Under considerable pressure of time, the Committee finalised its choice of construction sites for the forts and ancillary constructions, and submitted its report to the Ministry of Defence. After a period of consultation, a construction zone was decided on, which would stretch from Eastern Macedonia (Mt Beles) to Komotini, covering, section by section, a distance of 300km. This zone did not include the extension of anti-tank zones and additional fortifications which reached as far as the Evros.

The main purpose behind constructing this defensive line was not just for continual passive defence, but to repel a surprise enemy attack and simultaneously provide cover for military operations. The final study carried out by the Committee for the Study of Fortifications concerned itself with construction solely for the needs of guarding the border. It identified the following criteria:

1. The ability to immediately repel a surprise invasion.
2. Assured ease of recruitment from the population of the border region.
3. Assured speedy formation of a military force in the border region.
4. The securing of certain routes by the border guard for use by a military force.
The committee decided on the construction of enclosed defensive compounds with other constructions adjacent to them. They followed the example of the Maginot line, as the French army of the inter-war years was considered the most modern at that time. Groups of Greek officers visited the French defensive line and adopted some elements. However, most of the Greek defensive constructions were unique.

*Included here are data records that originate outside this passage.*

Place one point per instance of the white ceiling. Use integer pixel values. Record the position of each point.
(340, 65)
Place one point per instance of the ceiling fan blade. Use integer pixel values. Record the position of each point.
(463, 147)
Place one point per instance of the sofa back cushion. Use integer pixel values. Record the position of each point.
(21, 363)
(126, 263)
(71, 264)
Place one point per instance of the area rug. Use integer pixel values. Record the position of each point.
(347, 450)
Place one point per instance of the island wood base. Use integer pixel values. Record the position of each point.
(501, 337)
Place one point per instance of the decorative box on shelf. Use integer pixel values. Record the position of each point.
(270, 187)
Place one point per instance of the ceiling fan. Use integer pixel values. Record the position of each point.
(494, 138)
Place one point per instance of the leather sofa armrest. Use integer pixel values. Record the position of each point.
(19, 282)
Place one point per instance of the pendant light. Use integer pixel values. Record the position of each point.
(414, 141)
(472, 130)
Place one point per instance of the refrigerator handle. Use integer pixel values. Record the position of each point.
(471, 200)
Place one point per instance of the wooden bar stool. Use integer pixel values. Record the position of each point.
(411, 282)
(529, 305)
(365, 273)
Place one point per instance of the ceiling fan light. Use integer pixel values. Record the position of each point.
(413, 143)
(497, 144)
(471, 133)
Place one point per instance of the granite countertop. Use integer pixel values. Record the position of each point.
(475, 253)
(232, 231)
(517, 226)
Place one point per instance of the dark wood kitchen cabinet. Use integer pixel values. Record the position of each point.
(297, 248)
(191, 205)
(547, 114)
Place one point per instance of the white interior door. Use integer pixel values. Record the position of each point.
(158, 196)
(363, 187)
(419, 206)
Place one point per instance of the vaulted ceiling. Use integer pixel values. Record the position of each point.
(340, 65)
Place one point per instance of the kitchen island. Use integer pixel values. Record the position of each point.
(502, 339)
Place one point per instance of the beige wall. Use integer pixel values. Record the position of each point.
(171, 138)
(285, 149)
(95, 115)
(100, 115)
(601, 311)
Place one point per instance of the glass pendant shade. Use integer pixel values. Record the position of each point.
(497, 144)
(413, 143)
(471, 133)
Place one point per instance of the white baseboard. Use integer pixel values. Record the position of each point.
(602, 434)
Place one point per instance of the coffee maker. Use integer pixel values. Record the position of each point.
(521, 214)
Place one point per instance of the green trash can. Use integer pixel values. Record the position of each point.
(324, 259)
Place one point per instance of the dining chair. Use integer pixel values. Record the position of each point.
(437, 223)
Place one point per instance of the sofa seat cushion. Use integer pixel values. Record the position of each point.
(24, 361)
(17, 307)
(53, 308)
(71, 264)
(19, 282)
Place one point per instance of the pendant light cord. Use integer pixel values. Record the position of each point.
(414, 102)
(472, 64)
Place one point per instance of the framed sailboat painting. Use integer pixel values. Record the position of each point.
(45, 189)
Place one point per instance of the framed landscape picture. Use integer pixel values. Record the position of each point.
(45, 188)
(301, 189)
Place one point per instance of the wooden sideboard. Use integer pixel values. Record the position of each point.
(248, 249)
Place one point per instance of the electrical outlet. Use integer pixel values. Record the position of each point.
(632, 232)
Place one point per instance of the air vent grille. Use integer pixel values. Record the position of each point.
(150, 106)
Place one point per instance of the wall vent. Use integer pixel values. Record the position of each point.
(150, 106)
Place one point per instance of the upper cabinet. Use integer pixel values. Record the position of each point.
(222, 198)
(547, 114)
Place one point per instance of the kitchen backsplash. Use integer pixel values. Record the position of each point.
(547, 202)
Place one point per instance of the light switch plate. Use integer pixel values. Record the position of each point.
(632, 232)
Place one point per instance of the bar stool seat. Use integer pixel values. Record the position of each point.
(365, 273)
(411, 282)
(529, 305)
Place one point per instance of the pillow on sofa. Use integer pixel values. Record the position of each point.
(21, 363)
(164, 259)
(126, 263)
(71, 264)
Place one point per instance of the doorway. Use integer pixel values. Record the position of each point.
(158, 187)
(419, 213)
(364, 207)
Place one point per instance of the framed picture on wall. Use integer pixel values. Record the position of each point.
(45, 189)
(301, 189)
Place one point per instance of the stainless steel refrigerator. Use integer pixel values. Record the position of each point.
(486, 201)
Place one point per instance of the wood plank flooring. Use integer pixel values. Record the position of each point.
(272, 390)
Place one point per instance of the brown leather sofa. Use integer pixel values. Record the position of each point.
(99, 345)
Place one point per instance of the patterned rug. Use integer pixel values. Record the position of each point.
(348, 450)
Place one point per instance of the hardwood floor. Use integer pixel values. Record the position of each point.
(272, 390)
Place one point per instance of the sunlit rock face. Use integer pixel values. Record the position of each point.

In 1936 the committee finished its deliberations on Forts Rupel, Karatas, Maliaga, Perithori, Lisse, and Pyramidoides, and the order was given to begin construction. Building began in Kerkine in 1936.
In the same year, Lieutenant General Alexandros Papagos was appointed head of Army General Staff, and made significant additions and changes to the plan. In May 1937, the KEO was at work in the border region north of Drama, and was exploring anti-tank placements between Forts Perithori and Lisse.
The building work was carried out by contractors between 1936 and 1938. Naturally, it was impossible for the work to be handled by the civil administration. Overall supervision was undertaken by an officer from the Engineering Corps, a veteran officer, or civil engineer and there were supervisors of various specialities, as well as soldiers with an officer to provide security.